Nine main flavor compounds with ROAV > 0.1 were identified in yellow peach wines, including isoamyl acetate, ethyl hexanoate, ethyl octanoate, ethyl decanoate, ethyl benzoate, methyl decanoate, isopentyl octanoate, hexanoic acid, and linalool, among which methyl decanoate was not detected in peach wine J12. With ROAV ≥ 1, three compounds, namely, ethyl octanoate, ethyl hexanoate, and isoamyl acetate, were the key volatile compounds of peach wines J12 and PW5. Four compounds, namely, ethyl octanoate, ethyl hexanoate, isoamyl acetate, and ethyl decanoate, were the key volatile compounds of peach wines P12 and PW12. Isoamyl acetate, ethyl hexanoate, and ethyl octanoate characterize the common characteristics of yellow peach wines. With ROAV between 0.1 and 1, ethyl decanoate, ethyl benzoate, isopentyl octanoate, hexanoic acid, and linalool exerted an important modifying effect on the overall flavor, modifying the wine. Studies have shown that ethyl hexanoate and linalool were the main aroma components of yellow peach fruit [37], and that isoamyl acetate, ethyl hexanoate, ethyl octanoate, ethyl decanoate, and linalool were the major contributing aroma substances of yellow peach fruit wine [39]. The ROAV of six higher alcohols was less than 0.01. This indicated that the contribution of higher alcohols to the actual aroma is actually small.

4. Conclusions

In this study, we investigated the quality and aroma characteristics of yellow peach wines produced using four fermentation strategies.
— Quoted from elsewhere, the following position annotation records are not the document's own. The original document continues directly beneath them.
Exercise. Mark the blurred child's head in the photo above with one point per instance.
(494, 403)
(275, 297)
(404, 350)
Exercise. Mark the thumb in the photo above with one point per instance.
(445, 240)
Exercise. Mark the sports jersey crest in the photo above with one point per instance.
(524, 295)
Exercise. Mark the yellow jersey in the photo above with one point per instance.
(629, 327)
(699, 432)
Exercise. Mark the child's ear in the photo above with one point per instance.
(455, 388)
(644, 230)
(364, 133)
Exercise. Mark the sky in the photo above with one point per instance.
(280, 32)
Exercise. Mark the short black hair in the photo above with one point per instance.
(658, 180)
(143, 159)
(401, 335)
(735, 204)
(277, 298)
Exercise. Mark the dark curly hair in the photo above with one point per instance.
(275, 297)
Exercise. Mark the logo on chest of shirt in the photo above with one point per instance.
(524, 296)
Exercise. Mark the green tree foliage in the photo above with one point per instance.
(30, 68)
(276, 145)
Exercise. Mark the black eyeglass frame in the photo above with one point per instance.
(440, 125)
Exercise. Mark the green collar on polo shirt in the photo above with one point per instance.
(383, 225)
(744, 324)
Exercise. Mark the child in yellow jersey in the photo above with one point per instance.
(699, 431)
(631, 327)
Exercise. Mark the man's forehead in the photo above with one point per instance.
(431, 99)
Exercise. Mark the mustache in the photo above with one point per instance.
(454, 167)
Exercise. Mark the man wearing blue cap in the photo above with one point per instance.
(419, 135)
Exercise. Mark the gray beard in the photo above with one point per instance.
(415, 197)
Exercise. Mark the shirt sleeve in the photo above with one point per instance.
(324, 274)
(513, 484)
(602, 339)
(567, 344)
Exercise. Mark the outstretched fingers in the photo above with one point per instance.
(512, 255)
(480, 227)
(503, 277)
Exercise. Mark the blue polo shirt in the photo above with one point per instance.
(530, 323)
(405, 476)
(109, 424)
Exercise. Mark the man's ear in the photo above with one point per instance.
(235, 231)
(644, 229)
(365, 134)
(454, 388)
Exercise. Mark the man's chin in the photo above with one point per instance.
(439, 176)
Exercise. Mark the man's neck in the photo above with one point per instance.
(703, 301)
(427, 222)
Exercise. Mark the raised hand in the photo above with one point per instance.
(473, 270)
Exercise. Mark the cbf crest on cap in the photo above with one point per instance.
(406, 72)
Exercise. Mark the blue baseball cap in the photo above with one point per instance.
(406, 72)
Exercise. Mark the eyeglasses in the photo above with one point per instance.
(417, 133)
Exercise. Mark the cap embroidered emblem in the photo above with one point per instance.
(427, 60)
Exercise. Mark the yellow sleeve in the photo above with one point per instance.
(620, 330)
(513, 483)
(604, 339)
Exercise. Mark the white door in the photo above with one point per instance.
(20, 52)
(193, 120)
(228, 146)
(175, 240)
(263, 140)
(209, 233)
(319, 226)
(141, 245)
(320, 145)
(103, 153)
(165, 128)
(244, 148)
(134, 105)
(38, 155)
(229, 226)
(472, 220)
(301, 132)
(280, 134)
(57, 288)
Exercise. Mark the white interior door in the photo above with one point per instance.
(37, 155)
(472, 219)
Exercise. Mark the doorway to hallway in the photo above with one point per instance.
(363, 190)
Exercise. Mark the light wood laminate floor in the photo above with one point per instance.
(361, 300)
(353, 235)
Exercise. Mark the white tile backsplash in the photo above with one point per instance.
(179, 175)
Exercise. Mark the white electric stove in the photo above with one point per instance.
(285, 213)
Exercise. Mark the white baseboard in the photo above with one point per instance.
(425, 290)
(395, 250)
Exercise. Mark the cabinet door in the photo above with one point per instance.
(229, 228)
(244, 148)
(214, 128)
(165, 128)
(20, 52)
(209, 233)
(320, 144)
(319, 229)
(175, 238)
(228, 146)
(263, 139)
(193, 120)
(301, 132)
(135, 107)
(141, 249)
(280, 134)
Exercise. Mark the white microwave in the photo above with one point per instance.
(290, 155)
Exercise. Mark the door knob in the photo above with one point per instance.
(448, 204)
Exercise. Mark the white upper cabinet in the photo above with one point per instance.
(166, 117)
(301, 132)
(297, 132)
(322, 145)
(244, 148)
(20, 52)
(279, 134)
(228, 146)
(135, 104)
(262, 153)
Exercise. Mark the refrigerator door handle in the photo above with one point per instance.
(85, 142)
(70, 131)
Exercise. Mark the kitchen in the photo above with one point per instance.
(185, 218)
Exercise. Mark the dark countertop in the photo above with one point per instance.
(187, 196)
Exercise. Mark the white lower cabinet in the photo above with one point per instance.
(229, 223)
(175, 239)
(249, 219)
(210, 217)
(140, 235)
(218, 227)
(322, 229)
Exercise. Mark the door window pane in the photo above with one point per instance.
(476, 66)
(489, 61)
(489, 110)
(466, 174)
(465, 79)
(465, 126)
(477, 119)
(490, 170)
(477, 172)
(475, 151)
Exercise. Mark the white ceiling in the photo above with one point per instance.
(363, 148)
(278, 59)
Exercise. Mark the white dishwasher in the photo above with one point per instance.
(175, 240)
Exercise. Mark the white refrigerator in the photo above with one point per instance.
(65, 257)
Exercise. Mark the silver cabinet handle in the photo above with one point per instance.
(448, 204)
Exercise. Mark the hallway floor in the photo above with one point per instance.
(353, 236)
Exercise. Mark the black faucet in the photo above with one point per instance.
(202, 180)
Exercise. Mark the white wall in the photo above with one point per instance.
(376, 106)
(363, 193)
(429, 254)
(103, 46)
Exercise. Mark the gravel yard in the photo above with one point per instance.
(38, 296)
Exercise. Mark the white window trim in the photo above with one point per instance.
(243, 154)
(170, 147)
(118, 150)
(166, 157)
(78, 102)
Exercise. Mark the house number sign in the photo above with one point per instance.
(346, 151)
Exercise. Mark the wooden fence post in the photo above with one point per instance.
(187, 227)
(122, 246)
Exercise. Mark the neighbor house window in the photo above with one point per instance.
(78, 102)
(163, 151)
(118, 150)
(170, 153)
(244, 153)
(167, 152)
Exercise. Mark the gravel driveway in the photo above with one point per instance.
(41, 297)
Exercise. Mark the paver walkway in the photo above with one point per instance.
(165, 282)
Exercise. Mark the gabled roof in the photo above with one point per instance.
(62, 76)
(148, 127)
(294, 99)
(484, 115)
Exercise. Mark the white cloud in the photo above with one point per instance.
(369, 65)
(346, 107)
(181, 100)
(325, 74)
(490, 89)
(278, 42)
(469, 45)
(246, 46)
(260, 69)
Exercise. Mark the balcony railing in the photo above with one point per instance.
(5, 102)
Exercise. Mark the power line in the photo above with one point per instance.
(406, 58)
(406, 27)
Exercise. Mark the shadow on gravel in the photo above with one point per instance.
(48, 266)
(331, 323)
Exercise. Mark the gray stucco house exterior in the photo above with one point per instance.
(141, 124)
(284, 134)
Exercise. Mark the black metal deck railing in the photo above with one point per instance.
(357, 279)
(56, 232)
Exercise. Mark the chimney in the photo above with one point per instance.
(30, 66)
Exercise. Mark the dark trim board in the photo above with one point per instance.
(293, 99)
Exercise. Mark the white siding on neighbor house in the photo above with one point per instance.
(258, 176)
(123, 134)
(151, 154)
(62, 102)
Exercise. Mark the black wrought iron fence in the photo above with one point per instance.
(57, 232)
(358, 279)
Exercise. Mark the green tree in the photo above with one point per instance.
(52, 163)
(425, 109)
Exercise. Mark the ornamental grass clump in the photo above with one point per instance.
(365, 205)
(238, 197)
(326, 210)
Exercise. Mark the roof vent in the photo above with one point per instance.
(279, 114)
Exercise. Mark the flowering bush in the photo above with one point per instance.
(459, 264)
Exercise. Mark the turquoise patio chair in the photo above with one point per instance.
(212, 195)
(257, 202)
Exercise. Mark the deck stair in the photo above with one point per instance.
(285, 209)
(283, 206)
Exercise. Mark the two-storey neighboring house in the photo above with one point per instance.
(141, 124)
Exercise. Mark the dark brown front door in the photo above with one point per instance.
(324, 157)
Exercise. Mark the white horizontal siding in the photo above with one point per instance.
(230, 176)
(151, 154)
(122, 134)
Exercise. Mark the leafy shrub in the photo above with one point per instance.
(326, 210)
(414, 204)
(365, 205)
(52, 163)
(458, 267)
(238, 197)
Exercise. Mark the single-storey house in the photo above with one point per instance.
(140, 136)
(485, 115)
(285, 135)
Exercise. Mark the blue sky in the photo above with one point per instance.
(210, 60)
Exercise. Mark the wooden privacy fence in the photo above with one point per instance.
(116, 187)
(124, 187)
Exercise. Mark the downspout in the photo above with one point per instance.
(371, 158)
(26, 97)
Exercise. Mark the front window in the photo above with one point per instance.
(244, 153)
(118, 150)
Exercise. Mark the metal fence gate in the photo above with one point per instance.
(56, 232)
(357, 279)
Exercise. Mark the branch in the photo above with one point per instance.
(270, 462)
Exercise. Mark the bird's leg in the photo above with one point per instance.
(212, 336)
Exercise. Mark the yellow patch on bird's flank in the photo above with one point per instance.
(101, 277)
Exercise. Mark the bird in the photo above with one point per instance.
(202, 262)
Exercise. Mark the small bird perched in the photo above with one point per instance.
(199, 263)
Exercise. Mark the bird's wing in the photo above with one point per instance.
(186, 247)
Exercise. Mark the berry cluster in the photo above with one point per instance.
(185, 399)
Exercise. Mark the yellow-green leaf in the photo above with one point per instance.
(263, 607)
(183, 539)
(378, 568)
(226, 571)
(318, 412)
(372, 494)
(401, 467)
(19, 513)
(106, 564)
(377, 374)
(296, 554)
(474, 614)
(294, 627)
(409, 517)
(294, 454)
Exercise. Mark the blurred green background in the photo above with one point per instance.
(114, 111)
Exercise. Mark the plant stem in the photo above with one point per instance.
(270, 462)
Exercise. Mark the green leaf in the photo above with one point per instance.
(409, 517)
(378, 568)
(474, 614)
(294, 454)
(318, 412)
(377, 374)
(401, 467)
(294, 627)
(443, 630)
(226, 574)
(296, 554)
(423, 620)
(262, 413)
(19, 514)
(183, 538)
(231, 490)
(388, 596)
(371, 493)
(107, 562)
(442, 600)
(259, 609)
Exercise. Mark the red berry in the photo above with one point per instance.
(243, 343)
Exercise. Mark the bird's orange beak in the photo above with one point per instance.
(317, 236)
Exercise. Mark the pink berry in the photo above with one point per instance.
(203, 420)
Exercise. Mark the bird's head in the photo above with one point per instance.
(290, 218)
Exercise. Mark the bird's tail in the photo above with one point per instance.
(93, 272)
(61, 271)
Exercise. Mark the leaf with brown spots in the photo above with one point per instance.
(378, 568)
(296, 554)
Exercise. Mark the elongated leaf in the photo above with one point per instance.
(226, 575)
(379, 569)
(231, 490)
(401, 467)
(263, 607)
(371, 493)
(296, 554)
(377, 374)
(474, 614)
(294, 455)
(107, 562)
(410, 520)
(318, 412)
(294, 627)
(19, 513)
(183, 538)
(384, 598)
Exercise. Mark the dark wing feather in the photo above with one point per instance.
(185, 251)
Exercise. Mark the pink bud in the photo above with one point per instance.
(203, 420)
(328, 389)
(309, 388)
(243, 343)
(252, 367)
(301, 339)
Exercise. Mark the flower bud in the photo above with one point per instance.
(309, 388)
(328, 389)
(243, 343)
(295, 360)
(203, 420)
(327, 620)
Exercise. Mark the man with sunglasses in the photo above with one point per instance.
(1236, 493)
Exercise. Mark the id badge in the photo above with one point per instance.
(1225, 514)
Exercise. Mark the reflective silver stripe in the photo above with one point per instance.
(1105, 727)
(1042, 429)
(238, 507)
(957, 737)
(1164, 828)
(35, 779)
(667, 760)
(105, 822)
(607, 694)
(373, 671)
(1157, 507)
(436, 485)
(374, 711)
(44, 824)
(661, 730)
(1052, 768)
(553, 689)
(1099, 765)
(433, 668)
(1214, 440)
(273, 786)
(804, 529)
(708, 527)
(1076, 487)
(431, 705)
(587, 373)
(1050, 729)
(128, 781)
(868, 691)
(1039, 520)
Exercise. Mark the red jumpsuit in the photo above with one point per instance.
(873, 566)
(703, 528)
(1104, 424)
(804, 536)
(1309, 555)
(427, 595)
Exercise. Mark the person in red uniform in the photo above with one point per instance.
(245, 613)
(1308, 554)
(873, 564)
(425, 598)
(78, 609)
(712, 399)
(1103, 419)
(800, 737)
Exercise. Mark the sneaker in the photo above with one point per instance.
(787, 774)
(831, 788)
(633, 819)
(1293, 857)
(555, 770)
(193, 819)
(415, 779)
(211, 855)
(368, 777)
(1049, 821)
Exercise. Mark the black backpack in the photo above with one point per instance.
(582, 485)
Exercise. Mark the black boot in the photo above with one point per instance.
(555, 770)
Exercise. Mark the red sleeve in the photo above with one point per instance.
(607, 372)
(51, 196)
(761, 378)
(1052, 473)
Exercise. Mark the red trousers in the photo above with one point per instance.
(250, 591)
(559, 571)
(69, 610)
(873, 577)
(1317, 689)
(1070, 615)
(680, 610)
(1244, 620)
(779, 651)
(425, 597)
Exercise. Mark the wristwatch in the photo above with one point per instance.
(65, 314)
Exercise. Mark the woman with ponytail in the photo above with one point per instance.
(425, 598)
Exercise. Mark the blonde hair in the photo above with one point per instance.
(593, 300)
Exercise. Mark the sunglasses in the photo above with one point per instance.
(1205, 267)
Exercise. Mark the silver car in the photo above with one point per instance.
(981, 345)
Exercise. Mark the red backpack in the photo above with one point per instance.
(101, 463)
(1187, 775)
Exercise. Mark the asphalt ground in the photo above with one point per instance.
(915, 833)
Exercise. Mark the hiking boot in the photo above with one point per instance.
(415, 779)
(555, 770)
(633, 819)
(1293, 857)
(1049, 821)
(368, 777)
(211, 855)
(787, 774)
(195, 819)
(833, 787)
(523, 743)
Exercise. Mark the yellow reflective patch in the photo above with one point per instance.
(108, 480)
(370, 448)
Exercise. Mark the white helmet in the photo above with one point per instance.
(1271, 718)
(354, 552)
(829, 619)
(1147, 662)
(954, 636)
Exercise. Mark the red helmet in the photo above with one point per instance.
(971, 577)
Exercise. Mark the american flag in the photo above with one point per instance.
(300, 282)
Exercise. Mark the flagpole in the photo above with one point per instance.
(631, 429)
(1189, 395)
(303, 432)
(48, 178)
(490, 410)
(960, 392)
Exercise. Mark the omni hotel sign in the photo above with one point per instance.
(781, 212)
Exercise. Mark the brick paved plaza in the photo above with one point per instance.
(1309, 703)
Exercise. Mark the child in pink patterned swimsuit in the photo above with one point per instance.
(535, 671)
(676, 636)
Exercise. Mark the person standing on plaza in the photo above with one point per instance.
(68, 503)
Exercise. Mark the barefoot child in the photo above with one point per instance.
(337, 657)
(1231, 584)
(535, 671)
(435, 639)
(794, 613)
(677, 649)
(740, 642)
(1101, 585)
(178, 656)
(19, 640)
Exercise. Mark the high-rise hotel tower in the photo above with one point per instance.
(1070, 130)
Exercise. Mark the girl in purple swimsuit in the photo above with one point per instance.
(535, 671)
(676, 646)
The results indicated that the pulp fermentation wine has the highest content of total phenolics, total flavonoids, monomer phenols, and volatile compounds, and that its vitro antioxidant activity was higher than those of the three other samples. All fermentative processes exhibited desirable production of volatile compounds in fruit wines. For yellow peach wine, water can be added during the brewing process. However, according to traditional wine-making techniques, water is not allowed in the wine-making process. This demonstrated that an uncritical direct transfer of oenological measures into peach wine production might not be useful. The increasing awareness regarding health and the large flavor diversity of fruit wine varieties demands that research on wine with low alcohol content should be promoted. This study can provide a reliable theoretical basis for the production of highly attractive and diverse fruit wines.